References to these films have also materialized on TikTok in the wake of the invasion. “Don’t worry folks. Gen X has been prepared for this since we were kids,” goes one such post in tribute to “Red Dawn,” followed by the obligatory “WOLVERINES!” in all caps — a reference to the high school mascot that also serves as the battle cry for these high school guerrillas, who not only fight off the Soviets but also their pumped-up Nicaraguan allies. (“Red Dawn” is peak Reagan-era absurd.)
Also prominent are references to the 1983 made-for-TV movie “The Day After,” in which Jason Robards played a kindly doctor in Lawrence, Kansas, struggling with the devastation wrought by a Soviet nuclear attack. The film, when it first aired on ABC, was a cultural event — drawing an unimaginably massive audience of 100 million people (at a time when the U.S. population was about 236 million) and terrorizing download video tiktok tanpa tulisan a generation of viewers with its scenes of abject devastation. When I was in junior high, we took an entire period out of social studies class to discuss it in earnest.

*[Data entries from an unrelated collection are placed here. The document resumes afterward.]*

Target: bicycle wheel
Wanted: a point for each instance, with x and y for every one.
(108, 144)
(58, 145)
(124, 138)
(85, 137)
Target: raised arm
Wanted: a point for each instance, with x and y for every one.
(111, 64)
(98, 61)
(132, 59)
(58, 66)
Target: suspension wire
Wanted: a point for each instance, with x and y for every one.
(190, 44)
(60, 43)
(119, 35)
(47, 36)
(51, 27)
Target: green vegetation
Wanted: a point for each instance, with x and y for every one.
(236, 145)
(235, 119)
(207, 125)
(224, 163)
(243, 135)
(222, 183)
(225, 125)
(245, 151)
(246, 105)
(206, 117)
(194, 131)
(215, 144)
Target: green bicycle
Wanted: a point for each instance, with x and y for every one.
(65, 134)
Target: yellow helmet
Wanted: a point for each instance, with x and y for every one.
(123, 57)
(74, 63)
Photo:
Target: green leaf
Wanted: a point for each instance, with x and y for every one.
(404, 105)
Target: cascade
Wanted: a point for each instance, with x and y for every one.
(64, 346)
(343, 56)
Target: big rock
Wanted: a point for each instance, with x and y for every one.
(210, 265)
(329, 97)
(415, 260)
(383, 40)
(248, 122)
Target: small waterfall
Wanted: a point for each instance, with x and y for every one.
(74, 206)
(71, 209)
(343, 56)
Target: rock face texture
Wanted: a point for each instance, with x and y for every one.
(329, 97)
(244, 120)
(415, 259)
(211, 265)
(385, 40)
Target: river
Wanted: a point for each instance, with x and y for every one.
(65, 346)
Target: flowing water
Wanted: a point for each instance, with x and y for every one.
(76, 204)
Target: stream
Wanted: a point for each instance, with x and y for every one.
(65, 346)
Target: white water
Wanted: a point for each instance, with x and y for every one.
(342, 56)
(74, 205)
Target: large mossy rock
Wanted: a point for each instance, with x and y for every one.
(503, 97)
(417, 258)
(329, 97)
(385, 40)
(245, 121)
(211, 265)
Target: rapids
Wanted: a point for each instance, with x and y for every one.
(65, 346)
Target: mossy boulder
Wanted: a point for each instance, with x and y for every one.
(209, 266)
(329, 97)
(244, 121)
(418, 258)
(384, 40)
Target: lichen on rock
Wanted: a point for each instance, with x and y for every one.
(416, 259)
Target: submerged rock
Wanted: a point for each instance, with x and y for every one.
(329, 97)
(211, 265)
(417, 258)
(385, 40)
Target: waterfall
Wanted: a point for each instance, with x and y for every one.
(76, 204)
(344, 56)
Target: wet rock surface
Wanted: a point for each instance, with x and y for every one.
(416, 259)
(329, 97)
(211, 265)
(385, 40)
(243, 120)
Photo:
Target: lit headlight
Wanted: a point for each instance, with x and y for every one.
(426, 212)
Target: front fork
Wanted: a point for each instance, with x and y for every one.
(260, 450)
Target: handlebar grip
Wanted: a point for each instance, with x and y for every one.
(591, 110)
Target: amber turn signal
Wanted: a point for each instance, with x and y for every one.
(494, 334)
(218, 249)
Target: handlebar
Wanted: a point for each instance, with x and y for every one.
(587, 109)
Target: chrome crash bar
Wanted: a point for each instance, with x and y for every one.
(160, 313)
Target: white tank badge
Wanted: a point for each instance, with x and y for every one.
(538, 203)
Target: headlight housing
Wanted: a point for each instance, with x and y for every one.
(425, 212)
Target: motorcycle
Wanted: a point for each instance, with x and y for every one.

In the days following the Ukraine invasion, TikTok user @Vampslayin posted a vintage news report about the film’s social impact: “Who remembers watching this as a kid?”
“I do,” responds @chefmichelleagnew. “It was and is still frightening.”
“I was going to show some video,” says @diva_ dee25 of the film in a post about the movie, “but then I realized, when I watched the videos again, it kind of retraumatized me because I felt like I was back on that day when I first watched that movie.”
I was indeed rendered sleepless by “The Day After.” As NPR’s Neda Ulaby, who grew up in Lawrence and was around for the filming, noted in a report marking the film’s 20th anniversary, “The Day After” landed amid some intense Cold War bellicosity and anti-Soviet paranoia. The year in which it was released, President Ronald Reagan branded the Soviet Union an “evil empire,” and the Soviets shot down a Korean commercial airliner that had accidentally veered into their airspace.
On the radio, songs such as “99 Luftballons,” by the German synth-pop band Nena, imagined a devastating war triggered by the innocent release of a few helium balloons into the air. The song appears as the soundtrack to another gag on TikTok that shows an image of a school desk emblazoned with the phrase: “I bought a Gen-X bomb shelter today.”
In retrospect, “The Day After” is hokey. The film pummels its audience with an hour of heartfelt backstory before getting to the main event. When the nukes finally do arrive, the devastating effects of the bombs on people are rendered by showing outlines of their skeletons, as if they were cartoons.